One commentator, found on the Internet Movie Database, noted that the entire film was like a dream. That is one way I can look at this film – someone’s dream caught on celluloid. But the “Pete” section is too cogent for a dream. However, the random, slow, and often jerky imagery of the half-hour “prologue” is extremely dream-like, and even the switch between the Renee character to the Alison character (or is it vice versa?), both played by Arquette, can be seen with some swevenic logic.

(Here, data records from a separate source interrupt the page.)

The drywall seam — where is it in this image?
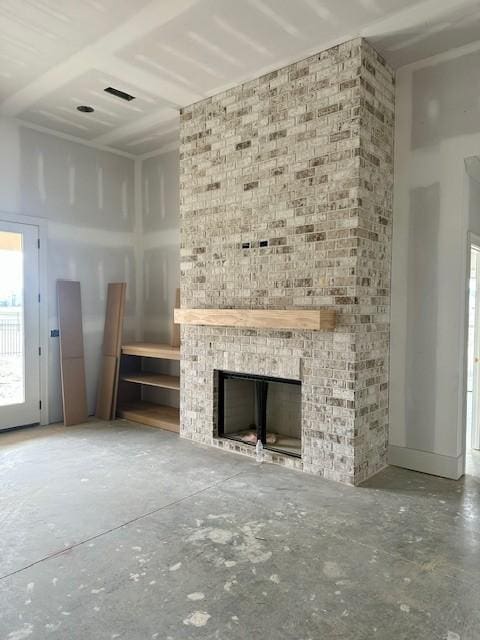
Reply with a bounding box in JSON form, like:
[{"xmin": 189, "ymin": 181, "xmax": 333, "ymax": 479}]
[
  {"xmin": 134, "ymin": 158, "xmax": 144, "ymax": 341},
  {"xmin": 388, "ymin": 445, "xmax": 464, "ymax": 479},
  {"xmin": 0, "ymin": 210, "xmax": 49, "ymax": 424}
]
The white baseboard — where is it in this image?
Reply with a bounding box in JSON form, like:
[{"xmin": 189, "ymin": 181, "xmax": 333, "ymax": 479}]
[{"xmin": 388, "ymin": 445, "xmax": 464, "ymax": 480}]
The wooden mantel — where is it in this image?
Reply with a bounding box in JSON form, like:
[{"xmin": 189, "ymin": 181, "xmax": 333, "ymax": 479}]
[{"xmin": 174, "ymin": 308, "xmax": 336, "ymax": 331}]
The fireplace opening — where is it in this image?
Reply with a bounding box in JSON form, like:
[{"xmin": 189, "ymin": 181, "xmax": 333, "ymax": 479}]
[{"xmin": 217, "ymin": 371, "xmax": 301, "ymax": 458}]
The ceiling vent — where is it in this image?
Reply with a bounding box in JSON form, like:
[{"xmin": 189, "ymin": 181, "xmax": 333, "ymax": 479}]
[{"xmin": 104, "ymin": 86, "xmax": 136, "ymax": 101}]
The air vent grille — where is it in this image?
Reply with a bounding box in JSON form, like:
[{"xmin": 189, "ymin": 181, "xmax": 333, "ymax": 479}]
[{"xmin": 104, "ymin": 86, "xmax": 136, "ymax": 102}]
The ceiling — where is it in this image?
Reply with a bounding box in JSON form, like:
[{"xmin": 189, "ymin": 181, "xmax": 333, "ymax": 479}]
[{"xmin": 1, "ymin": 0, "xmax": 479, "ymax": 157}]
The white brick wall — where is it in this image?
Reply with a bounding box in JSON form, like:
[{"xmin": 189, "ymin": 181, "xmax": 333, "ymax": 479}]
[{"xmin": 179, "ymin": 38, "xmax": 394, "ymax": 485}]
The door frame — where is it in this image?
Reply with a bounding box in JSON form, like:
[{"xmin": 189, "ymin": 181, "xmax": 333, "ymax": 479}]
[
  {"xmin": 471, "ymin": 241, "xmax": 480, "ymax": 451},
  {"xmin": 0, "ymin": 211, "xmax": 49, "ymax": 425}
]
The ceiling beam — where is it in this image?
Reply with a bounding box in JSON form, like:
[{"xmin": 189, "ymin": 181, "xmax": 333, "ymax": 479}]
[
  {"xmin": 362, "ymin": 0, "xmax": 474, "ymax": 39},
  {"xmin": 97, "ymin": 57, "xmax": 201, "ymax": 107},
  {"xmin": 0, "ymin": 0, "xmax": 201, "ymax": 116},
  {"xmin": 93, "ymin": 108, "xmax": 178, "ymax": 146}
]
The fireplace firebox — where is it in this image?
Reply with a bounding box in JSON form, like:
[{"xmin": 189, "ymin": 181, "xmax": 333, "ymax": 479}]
[{"xmin": 217, "ymin": 371, "xmax": 301, "ymax": 458}]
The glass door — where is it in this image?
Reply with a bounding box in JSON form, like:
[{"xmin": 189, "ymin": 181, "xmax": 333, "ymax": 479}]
[{"xmin": 0, "ymin": 220, "xmax": 40, "ymax": 430}]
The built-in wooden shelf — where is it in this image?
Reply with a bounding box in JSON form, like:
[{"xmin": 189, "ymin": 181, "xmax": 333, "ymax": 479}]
[
  {"xmin": 121, "ymin": 342, "xmax": 180, "ymax": 360},
  {"xmin": 120, "ymin": 372, "xmax": 180, "ymax": 391},
  {"xmin": 174, "ymin": 308, "xmax": 336, "ymax": 331},
  {"xmin": 117, "ymin": 401, "xmax": 179, "ymax": 433}
]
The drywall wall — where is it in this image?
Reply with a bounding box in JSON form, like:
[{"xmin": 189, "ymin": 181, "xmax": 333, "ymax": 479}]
[
  {"xmin": 390, "ymin": 42, "xmax": 480, "ymax": 478},
  {"xmin": 0, "ymin": 117, "xmax": 137, "ymax": 422},
  {"xmin": 141, "ymin": 147, "xmax": 180, "ymax": 409},
  {"xmin": 467, "ymin": 158, "xmax": 480, "ymax": 235}
]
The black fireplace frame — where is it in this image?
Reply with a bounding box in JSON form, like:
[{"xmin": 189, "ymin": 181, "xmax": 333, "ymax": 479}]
[{"xmin": 217, "ymin": 370, "xmax": 301, "ymax": 458}]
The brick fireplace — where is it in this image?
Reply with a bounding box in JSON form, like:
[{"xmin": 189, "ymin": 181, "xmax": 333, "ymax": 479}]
[{"xmin": 178, "ymin": 38, "xmax": 394, "ymax": 485}]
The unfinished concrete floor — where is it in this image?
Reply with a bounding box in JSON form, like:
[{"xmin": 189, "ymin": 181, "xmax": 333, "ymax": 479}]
[{"xmin": 1, "ymin": 422, "xmax": 479, "ymax": 640}]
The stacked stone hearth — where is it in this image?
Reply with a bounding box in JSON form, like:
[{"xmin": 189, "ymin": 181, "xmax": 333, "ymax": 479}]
[{"xmin": 179, "ymin": 38, "xmax": 394, "ymax": 485}]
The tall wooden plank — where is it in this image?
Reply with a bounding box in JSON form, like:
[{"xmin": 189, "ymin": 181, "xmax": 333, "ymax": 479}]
[
  {"xmin": 57, "ymin": 280, "xmax": 88, "ymax": 426},
  {"xmin": 95, "ymin": 283, "xmax": 126, "ymax": 420}
]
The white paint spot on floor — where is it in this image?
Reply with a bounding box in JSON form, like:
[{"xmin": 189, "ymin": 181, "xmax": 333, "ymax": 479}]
[
  {"xmin": 91, "ymin": 588, "xmax": 104, "ymax": 594},
  {"xmin": 236, "ymin": 523, "xmax": 272, "ymax": 564},
  {"xmin": 224, "ymin": 580, "xmax": 237, "ymax": 592},
  {"xmin": 225, "ymin": 560, "xmax": 236, "ymax": 568},
  {"xmin": 447, "ymin": 632, "xmax": 461, "ymax": 640},
  {"xmin": 188, "ymin": 528, "xmax": 234, "ymax": 545},
  {"xmin": 183, "ymin": 611, "xmax": 211, "ymax": 627},
  {"xmin": 8, "ymin": 624, "xmax": 34, "ymax": 639},
  {"xmin": 400, "ymin": 604, "xmax": 410, "ymax": 613},
  {"xmin": 26, "ymin": 583, "xmax": 34, "ymax": 593},
  {"xmin": 80, "ymin": 478, "xmax": 89, "ymax": 483},
  {"xmin": 129, "ymin": 573, "xmax": 140, "ymax": 582},
  {"xmin": 132, "ymin": 546, "xmax": 142, "ymax": 551},
  {"xmin": 323, "ymin": 562, "xmax": 343, "ymax": 579},
  {"xmin": 61, "ymin": 611, "xmax": 70, "ymax": 616},
  {"xmin": 270, "ymin": 574, "xmax": 280, "ymax": 584},
  {"xmin": 52, "ymin": 578, "xmax": 58, "ymax": 586},
  {"xmin": 169, "ymin": 562, "xmax": 182, "ymax": 572},
  {"xmin": 187, "ymin": 592, "xmax": 205, "ymax": 601}
]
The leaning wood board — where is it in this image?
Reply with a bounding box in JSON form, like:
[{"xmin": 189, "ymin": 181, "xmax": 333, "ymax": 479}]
[
  {"xmin": 95, "ymin": 282, "xmax": 126, "ymax": 420},
  {"xmin": 57, "ymin": 280, "xmax": 88, "ymax": 426},
  {"xmin": 174, "ymin": 308, "xmax": 336, "ymax": 331}
]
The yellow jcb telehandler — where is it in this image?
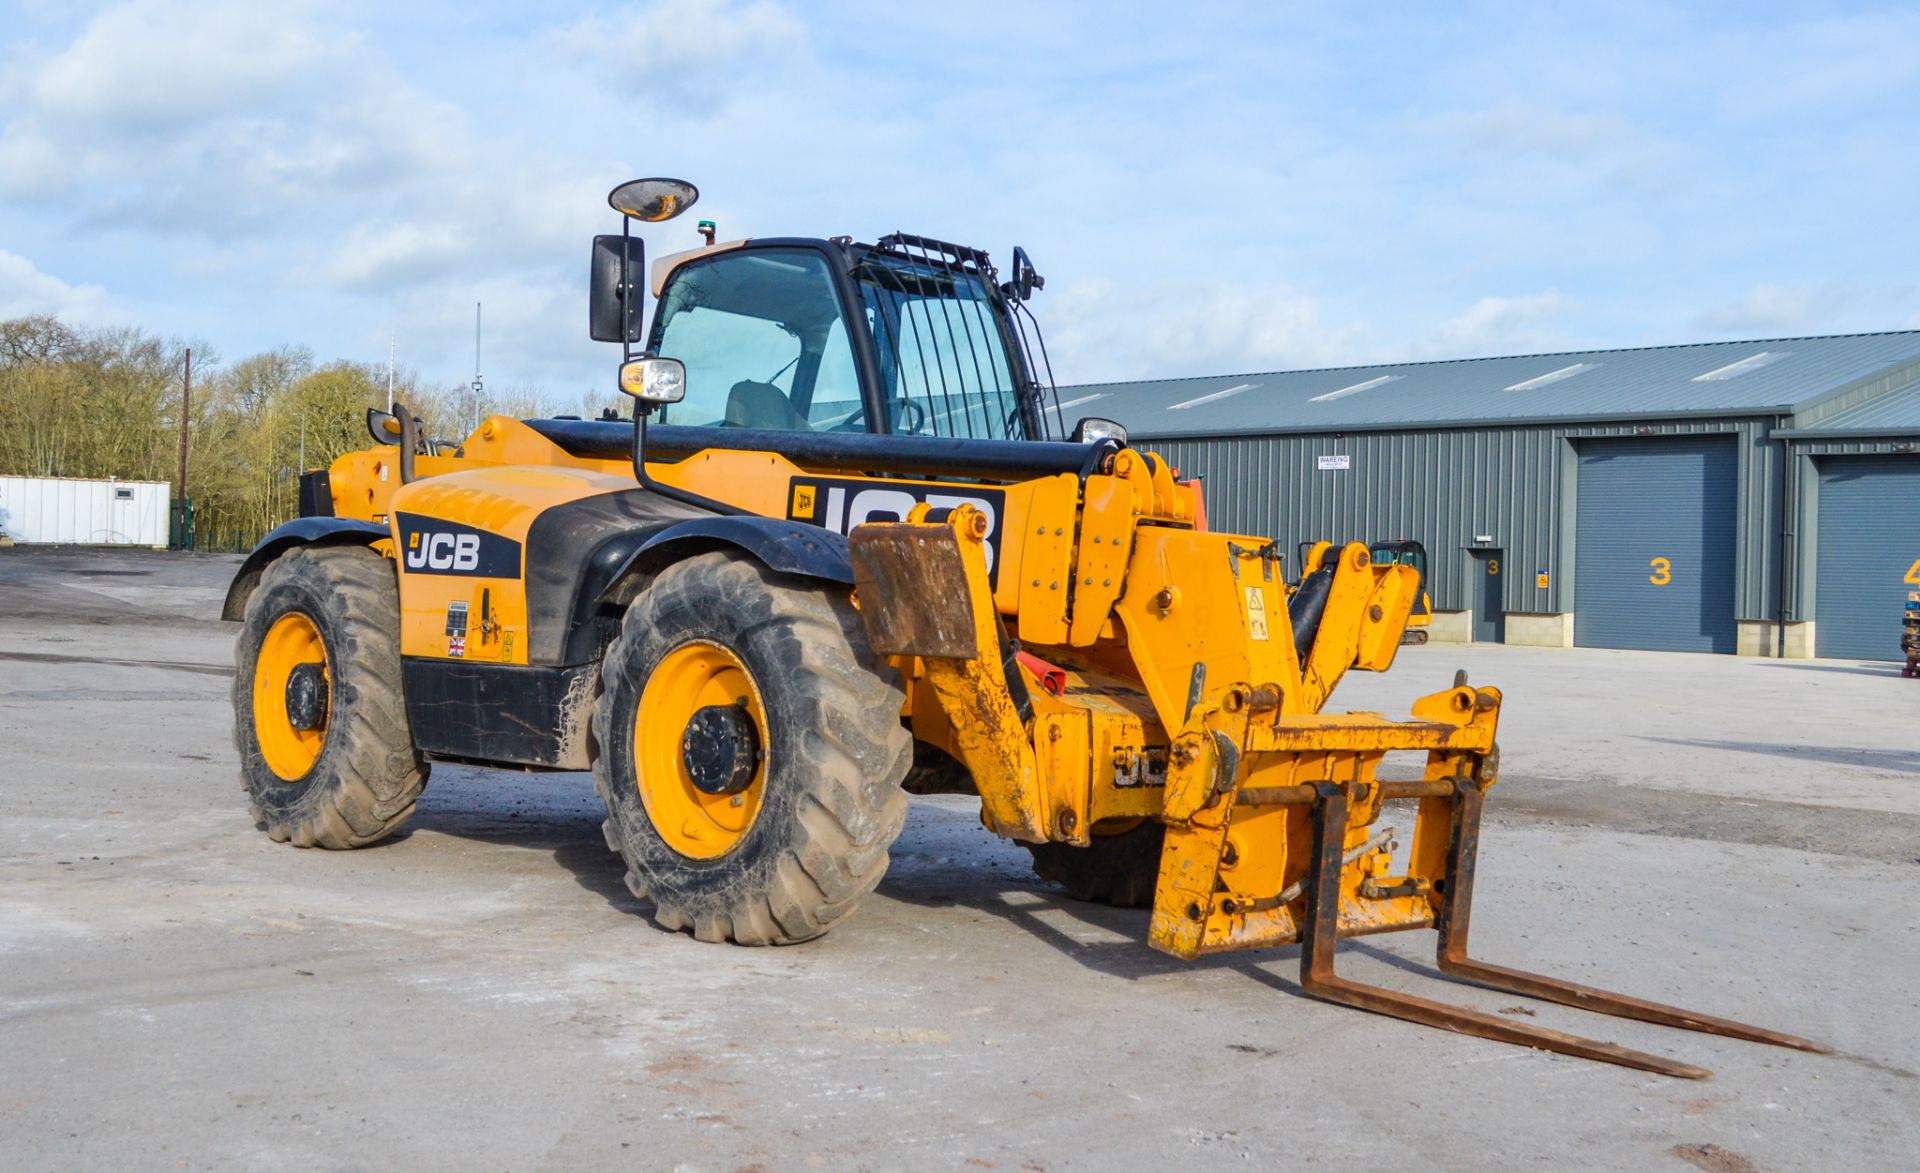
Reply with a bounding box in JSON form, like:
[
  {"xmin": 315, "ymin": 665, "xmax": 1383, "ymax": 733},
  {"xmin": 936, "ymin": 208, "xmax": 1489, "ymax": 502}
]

I think the primary reason I felt I should memorialize the occasion of watching Lost Highway with this commentary is that I actually went to th Internet afterwards and read reviews and interviews in an effort to make sense of the film. I failed, miserably. Lynch will reveal nothing, leaving this miasma of random images and microscopic plots to the personal interpretation of the viewer. I have come away with a sense that I have either a.) missed the point entirely due to my inability (from a lack of either intelligence or savvy) to “get” the film; or b.) been severely cheated by watching the cinematic equivalent of a Modernist novel without the heart or soul buried within. Lynch expressly called the film a “story,” but to appreciate a story, humans need characters that they care about (in some way, good or bad) and some kind of strong emotional or logical thread throughout the work (and if it is fear of intimacy, as some have suggested, then it is nearly immolated by imagery and randomness). Everything else is just throwing stuff at the wall and seeing what happens to stick.